- Power type: Electric
- Builder: BN/ACEC
- Build date: 1993
- Total produced: 1
- Configuration:: ​
- • UIC: Bo′Bo′
- Gauge: 1,435 mm (4 ft 8+1⁄2 in) standard gauge
- Driver dia.: 1,250 mm (49.21 in)
- Length: 18.65 m (61 ft 2 in)
- Height: 3.60 m (11 ft 10 in)
- Loco weight: 88 t (86.61 long tons; 97.00 short tons)
- Electric system/s: 25 kV 50 Hz AC 3000 V DC
- Current pickup(s): Pantograph
- Traction motors: ACEC AM144D
- Maximum speed: 160 km/h (99 mph)
- Power output: 4,500 kW (6,000 hp)
- Tractive effort: 280 kN (63,000 lbf)
- Operators: SNCB/NMBS
- Class: 19
- Number in class: 1
- Numbers: 1901

= Belgian Railways Class 19 =

Class 19 is a class of electric locomotives operated by NMBS/SNCB, the state train operator of Belgium.

During 1993 Class 21 locomotive 2130 was converted for use as a test bed for the development of future class 13.

It was renumbered into Class 19 as 1901 for the testing program and was the only member of the class. The traction motors were replaced with asynchronous motors. It also gained a transformer that let it work under 25000 volts, 50 Hz AC and French signalling and train protection systems. The 3000 Volts DC capability was retained. The reason for this was because Class 13 was to be a dual voltage locomotive running on the same voltages with the same type of motors. 1901 operated into Lille Flandres station in France many times as part of the testing process. By 2001 the testing was completed and it was restored to standard with its original number of 2130.

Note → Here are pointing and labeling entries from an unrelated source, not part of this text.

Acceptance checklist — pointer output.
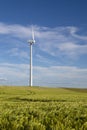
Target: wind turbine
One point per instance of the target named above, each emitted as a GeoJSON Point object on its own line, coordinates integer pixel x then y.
{"type": "Point", "coordinates": [31, 42]}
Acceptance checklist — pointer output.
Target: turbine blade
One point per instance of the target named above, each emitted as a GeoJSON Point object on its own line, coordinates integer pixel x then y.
{"type": "Point", "coordinates": [32, 33]}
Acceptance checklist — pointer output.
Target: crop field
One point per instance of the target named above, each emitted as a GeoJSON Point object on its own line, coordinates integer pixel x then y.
{"type": "Point", "coordinates": [39, 108]}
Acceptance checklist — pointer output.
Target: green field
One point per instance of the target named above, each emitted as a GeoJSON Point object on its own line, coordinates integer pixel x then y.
{"type": "Point", "coordinates": [38, 108]}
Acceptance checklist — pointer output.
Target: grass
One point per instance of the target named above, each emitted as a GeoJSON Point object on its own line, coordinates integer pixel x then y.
{"type": "Point", "coordinates": [39, 108]}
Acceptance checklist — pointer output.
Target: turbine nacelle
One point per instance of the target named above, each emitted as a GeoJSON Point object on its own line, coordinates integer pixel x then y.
{"type": "Point", "coordinates": [31, 41]}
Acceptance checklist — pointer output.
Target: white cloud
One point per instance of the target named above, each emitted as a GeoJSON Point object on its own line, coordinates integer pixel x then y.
{"type": "Point", "coordinates": [55, 41]}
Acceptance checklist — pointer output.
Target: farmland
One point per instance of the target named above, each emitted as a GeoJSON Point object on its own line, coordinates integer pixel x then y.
{"type": "Point", "coordinates": [39, 108]}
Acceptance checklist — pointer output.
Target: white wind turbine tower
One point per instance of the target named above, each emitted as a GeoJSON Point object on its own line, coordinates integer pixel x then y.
{"type": "Point", "coordinates": [31, 42]}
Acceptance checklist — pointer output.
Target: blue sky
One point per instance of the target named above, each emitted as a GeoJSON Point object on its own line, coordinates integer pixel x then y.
{"type": "Point", "coordinates": [60, 52]}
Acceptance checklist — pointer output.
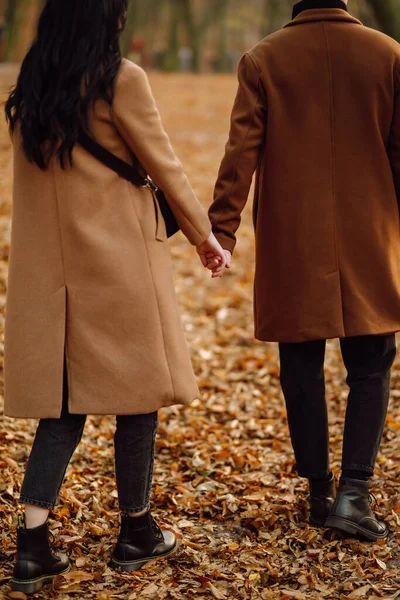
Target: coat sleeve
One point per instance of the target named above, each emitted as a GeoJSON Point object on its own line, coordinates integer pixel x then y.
{"type": "Point", "coordinates": [394, 140]}
{"type": "Point", "coordinates": [242, 154]}
{"type": "Point", "coordinates": [138, 121]}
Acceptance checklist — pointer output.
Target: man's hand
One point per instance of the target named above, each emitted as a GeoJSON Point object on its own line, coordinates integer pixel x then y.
{"type": "Point", "coordinates": [213, 256]}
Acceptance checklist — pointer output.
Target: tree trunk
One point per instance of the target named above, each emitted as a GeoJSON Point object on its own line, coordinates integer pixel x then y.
{"type": "Point", "coordinates": [272, 14]}
{"type": "Point", "coordinates": [188, 20]}
{"type": "Point", "coordinates": [129, 28]}
{"type": "Point", "coordinates": [223, 63]}
{"type": "Point", "coordinates": [387, 15]}
{"type": "Point", "coordinates": [172, 60]}
{"type": "Point", "coordinates": [11, 28]}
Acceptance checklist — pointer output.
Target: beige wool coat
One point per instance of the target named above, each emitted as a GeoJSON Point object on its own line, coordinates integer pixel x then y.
{"type": "Point", "coordinates": [90, 272]}
{"type": "Point", "coordinates": [317, 116]}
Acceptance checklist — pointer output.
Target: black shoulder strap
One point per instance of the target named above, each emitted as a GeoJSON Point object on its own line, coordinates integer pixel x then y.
{"type": "Point", "coordinates": [119, 166]}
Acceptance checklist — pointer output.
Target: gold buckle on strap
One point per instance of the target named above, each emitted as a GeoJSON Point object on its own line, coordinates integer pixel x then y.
{"type": "Point", "coordinates": [150, 185]}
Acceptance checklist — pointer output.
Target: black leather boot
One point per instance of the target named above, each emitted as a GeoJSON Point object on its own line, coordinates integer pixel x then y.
{"type": "Point", "coordinates": [141, 540]}
{"type": "Point", "coordinates": [37, 562]}
{"type": "Point", "coordinates": [352, 511]}
{"type": "Point", "coordinates": [322, 497]}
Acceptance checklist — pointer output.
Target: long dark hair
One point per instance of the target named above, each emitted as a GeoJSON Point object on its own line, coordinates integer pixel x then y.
{"type": "Point", "coordinates": [77, 44]}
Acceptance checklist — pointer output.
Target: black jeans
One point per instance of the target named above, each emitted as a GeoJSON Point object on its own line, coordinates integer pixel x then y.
{"type": "Point", "coordinates": [368, 360]}
{"type": "Point", "coordinates": [56, 441]}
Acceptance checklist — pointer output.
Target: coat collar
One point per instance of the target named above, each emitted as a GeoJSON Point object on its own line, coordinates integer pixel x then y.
{"type": "Point", "coordinates": [308, 4]}
{"type": "Point", "coordinates": [323, 14]}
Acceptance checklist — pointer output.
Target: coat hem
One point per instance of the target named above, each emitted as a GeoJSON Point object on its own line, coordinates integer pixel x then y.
{"type": "Point", "coordinates": [299, 338]}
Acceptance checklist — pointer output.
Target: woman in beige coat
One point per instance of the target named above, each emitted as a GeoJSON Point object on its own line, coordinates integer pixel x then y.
{"type": "Point", "coordinates": [92, 321]}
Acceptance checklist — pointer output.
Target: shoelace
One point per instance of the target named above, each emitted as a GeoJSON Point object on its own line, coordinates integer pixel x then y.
{"type": "Point", "coordinates": [51, 544]}
{"type": "Point", "coordinates": [156, 529]}
{"type": "Point", "coordinates": [372, 499]}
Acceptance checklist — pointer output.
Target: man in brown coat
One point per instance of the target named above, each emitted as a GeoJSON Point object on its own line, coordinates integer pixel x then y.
{"type": "Point", "coordinates": [317, 116]}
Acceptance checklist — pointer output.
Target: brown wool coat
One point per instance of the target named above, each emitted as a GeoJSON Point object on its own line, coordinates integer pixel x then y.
{"type": "Point", "coordinates": [317, 115]}
{"type": "Point", "coordinates": [90, 270]}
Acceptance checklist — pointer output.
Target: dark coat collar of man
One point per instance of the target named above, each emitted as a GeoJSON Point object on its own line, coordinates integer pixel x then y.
{"type": "Point", "coordinates": [309, 4]}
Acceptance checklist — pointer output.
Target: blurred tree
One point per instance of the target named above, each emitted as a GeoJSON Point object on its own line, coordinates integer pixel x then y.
{"type": "Point", "coordinates": [131, 24]}
{"type": "Point", "coordinates": [388, 16]}
{"type": "Point", "coordinates": [11, 28]}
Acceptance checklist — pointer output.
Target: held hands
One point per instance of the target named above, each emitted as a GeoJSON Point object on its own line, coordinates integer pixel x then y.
{"type": "Point", "coordinates": [214, 257]}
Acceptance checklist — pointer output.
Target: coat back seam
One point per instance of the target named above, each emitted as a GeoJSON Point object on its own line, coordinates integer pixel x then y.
{"type": "Point", "coordinates": [157, 301]}
{"type": "Point", "coordinates": [333, 150]}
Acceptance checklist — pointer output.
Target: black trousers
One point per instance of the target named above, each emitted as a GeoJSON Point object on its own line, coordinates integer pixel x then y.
{"type": "Point", "coordinates": [368, 360]}
{"type": "Point", "coordinates": [57, 439]}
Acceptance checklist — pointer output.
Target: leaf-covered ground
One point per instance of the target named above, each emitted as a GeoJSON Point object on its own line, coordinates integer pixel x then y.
{"type": "Point", "coordinates": [224, 477]}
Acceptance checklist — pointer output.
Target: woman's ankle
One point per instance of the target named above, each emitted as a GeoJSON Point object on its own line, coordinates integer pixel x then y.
{"type": "Point", "coordinates": [139, 514]}
{"type": "Point", "coordinates": [35, 516]}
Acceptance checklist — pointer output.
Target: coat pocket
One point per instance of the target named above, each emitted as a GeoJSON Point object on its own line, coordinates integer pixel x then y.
{"type": "Point", "coordinates": [160, 233]}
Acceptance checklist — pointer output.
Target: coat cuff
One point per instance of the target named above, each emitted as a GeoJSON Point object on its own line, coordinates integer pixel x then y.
{"type": "Point", "coordinates": [199, 236]}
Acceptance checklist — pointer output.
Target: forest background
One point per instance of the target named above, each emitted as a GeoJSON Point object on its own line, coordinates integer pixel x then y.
{"type": "Point", "coordinates": [192, 35]}
{"type": "Point", "coordinates": [225, 478]}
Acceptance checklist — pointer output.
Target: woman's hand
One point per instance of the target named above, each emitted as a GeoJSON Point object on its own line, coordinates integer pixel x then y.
{"type": "Point", "coordinates": [213, 256]}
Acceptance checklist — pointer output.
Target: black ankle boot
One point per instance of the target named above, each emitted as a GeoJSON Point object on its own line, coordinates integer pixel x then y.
{"type": "Point", "coordinates": [141, 540]}
{"type": "Point", "coordinates": [37, 562]}
{"type": "Point", "coordinates": [352, 511]}
{"type": "Point", "coordinates": [322, 497]}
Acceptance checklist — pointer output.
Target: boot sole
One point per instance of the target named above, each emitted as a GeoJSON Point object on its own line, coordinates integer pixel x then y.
{"type": "Point", "coordinates": [130, 566]}
{"type": "Point", "coordinates": [30, 586]}
{"type": "Point", "coordinates": [341, 524]}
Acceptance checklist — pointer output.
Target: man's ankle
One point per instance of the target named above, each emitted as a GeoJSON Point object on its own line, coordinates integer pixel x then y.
{"type": "Point", "coordinates": [356, 474]}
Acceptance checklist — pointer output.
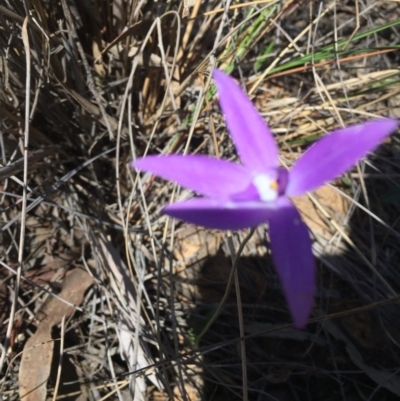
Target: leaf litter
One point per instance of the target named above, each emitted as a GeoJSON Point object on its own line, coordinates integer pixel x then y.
{"type": "Point", "coordinates": [83, 205]}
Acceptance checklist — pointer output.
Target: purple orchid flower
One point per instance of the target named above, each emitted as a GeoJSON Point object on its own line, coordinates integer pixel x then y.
{"type": "Point", "coordinates": [238, 196]}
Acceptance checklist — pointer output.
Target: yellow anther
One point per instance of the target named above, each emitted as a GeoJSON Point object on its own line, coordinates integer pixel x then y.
{"type": "Point", "coordinates": [274, 185]}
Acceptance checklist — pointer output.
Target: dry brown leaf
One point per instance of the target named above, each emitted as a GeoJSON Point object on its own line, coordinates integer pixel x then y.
{"type": "Point", "coordinates": [38, 350]}
{"type": "Point", "coordinates": [335, 204]}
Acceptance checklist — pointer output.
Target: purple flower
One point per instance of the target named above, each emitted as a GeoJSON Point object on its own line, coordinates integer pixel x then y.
{"type": "Point", "coordinates": [237, 196]}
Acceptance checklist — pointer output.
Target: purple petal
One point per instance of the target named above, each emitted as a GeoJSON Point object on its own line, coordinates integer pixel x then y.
{"type": "Point", "coordinates": [293, 258]}
{"type": "Point", "coordinates": [222, 215]}
{"type": "Point", "coordinates": [335, 153]}
{"type": "Point", "coordinates": [206, 175]}
{"type": "Point", "coordinates": [252, 137]}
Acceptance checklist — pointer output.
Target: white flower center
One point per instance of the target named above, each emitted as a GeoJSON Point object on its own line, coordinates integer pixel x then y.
{"type": "Point", "coordinates": [267, 188]}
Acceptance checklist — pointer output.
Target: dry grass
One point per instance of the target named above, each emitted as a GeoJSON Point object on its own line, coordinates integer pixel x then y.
{"type": "Point", "coordinates": [103, 298]}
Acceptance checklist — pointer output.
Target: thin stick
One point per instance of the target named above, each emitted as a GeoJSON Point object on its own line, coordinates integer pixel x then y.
{"type": "Point", "coordinates": [227, 290]}
{"type": "Point", "coordinates": [240, 318]}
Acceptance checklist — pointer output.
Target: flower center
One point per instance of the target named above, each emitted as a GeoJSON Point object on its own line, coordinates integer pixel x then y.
{"type": "Point", "coordinates": [267, 187]}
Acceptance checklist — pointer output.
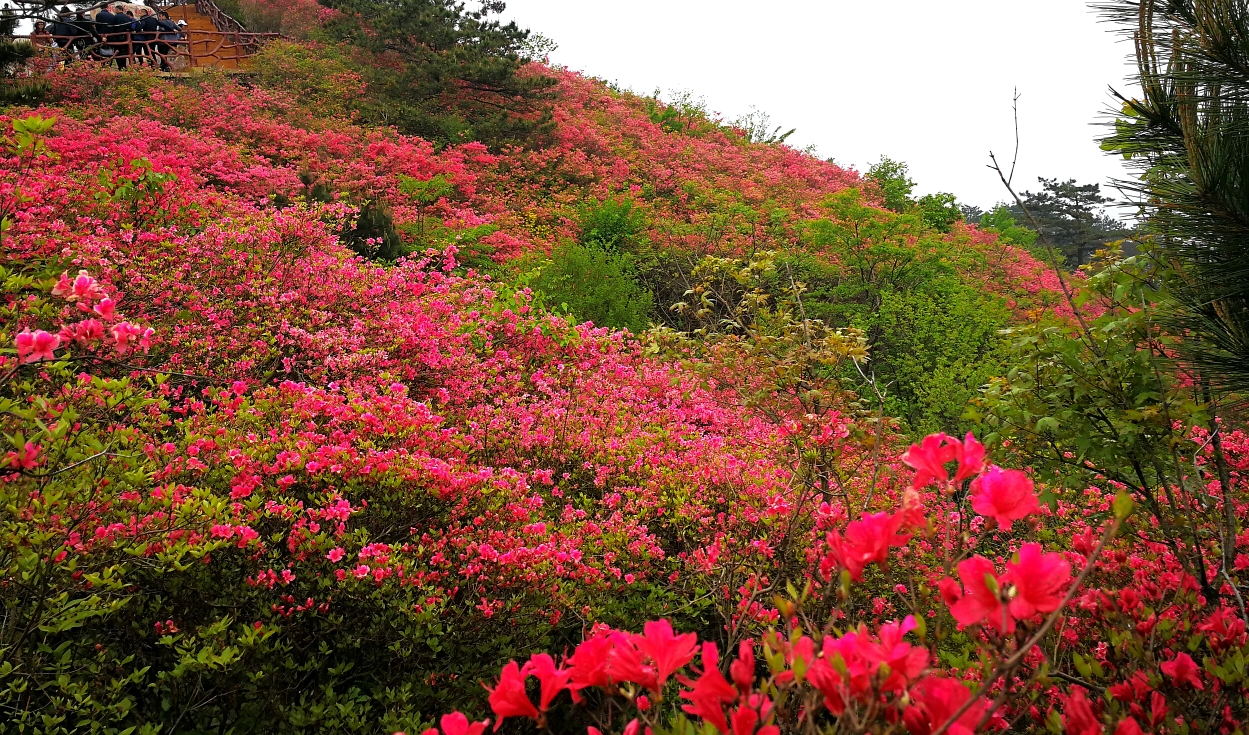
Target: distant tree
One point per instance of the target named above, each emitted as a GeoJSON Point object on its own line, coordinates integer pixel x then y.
{"type": "Point", "coordinates": [441, 71]}
{"type": "Point", "coordinates": [1072, 218]}
{"type": "Point", "coordinates": [939, 211]}
{"type": "Point", "coordinates": [757, 128]}
{"type": "Point", "coordinates": [972, 214]}
{"type": "Point", "coordinates": [896, 186]}
{"type": "Point", "coordinates": [1002, 223]}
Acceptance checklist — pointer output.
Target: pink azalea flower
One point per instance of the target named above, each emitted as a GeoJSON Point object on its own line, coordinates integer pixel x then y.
{"type": "Point", "coordinates": [36, 345]}
{"type": "Point", "coordinates": [1183, 671]}
{"type": "Point", "coordinates": [507, 698]}
{"type": "Point", "coordinates": [981, 599]}
{"type": "Point", "coordinates": [867, 540]}
{"type": "Point", "coordinates": [1004, 495]}
{"type": "Point", "coordinates": [1039, 579]}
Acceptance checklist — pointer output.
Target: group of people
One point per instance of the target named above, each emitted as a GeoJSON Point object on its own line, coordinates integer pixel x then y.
{"type": "Point", "coordinates": [113, 35]}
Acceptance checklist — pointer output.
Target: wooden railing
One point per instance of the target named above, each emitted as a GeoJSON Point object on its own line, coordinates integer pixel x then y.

In 2014, NMBS/SNCB decided to stop the first half of Class 21 (2101-2130). Part of this was because they had too many electric locomotives and part of it was because there was a need for otherwise unobtainable spare parts to keep Class 27 in service. These Class 21s will have their asbestos removed and be stripped of parts and scrapped in the near future. The second half of Class 21 is expected to meet the same fate by the end of 2015.